OGH vom 17.08.2006, 10Ob94/04b
Kopf
Der Oberste Gerichtshof hat durch den Senatspräsidenten des Obersten Gerichtshofes Dr. Schinko als Vorsitzenden und durch die Hofräte des Obersten Gerichtshofes Dr. Fellinger, Dr. Hoch, Hon. Prof. Dr. Neumayr und Dr. Schramm als weitere Richter in der Rechtssache der klagenden Partei Metallbau H***** Gesellschaft mbH, *****, vertreten durch Dr.
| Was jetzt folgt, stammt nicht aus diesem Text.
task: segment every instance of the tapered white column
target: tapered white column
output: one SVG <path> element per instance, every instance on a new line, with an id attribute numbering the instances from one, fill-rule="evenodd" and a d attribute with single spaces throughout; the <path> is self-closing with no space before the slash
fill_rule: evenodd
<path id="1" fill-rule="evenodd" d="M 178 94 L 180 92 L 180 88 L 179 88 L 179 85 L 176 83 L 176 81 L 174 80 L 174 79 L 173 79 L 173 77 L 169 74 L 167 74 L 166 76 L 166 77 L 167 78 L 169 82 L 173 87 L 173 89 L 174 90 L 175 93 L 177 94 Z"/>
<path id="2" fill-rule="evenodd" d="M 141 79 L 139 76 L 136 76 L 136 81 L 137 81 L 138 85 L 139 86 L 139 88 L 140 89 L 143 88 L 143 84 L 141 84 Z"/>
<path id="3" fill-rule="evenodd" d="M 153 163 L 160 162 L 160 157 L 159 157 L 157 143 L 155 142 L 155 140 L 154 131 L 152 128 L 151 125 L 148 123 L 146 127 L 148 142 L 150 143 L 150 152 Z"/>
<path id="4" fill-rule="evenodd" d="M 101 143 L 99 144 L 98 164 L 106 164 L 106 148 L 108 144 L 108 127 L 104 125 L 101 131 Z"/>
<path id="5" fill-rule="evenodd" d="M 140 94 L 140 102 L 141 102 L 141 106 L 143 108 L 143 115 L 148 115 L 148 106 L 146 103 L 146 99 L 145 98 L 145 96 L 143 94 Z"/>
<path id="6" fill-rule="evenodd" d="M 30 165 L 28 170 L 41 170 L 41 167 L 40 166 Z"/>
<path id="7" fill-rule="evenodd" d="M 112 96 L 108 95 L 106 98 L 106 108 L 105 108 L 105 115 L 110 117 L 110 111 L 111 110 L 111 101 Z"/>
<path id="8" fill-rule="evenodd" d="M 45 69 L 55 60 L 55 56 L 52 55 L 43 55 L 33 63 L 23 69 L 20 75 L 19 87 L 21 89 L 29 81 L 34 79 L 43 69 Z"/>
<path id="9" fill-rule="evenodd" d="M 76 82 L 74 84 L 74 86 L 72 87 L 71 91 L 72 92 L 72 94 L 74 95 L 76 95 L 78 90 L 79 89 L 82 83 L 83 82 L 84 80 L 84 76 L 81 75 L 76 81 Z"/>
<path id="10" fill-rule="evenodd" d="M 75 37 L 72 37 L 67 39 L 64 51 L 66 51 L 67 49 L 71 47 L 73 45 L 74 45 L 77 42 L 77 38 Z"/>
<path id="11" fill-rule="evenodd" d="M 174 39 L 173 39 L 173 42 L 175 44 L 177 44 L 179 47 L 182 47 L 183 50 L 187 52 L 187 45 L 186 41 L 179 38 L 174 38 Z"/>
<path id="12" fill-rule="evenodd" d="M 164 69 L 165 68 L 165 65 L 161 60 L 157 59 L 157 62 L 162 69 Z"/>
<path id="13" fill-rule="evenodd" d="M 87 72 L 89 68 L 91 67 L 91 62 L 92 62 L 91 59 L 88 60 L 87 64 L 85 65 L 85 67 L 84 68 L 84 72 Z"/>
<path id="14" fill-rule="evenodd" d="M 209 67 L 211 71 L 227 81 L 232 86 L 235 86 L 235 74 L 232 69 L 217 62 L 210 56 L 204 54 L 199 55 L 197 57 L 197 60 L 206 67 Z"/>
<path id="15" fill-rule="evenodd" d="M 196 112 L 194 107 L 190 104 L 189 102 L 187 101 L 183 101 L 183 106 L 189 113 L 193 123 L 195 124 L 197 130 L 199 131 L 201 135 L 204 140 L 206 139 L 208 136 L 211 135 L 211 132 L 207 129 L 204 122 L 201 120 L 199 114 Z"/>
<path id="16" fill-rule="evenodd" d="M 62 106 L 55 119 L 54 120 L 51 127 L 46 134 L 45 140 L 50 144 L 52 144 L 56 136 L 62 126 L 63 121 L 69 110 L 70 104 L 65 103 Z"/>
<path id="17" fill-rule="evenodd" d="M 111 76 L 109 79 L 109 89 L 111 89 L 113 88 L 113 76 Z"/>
Erwin Bajc und andere Rechtsanwälte in Bruck an der Mur, gegen die beklagte Partei S*****gesellschaft mbH, *****, wegen 25.500 EUR sA und Feststellung, über den Revisionsrekurs der klagenden Partei gegen den Beschluss des Oberlandesgerichtes Graz als Rekursgericht vom , GZ 2 R 128/04t-5, womit der Beschluss des Landesgerichtes für Zivilrechtssachen Graz vom , GZ 12 Cg 145/04f-2, bestätigt wurde, in nichtöffentlicher Sitzung den
Beschluss
gefasst:
Spruch
Dem Revisionsrekurs wird Folge gegeben.
Die Beschlüsse der Vorinstanzen werden aufgehoben. Die Rechtssache wird an das Erstgericht zurückverwiesen, dem die Fortsetzung des Verfahrens unter Abstandnahme vom herangezogenen Zurückweisungsgrund aufgetragen wird.
Die Kosten des Rekursverfahrens bilden weitere Verfahrenskosten.
Text
Begründung:
Alleingesellschafterin der Beklagten ist das Land Steiermark.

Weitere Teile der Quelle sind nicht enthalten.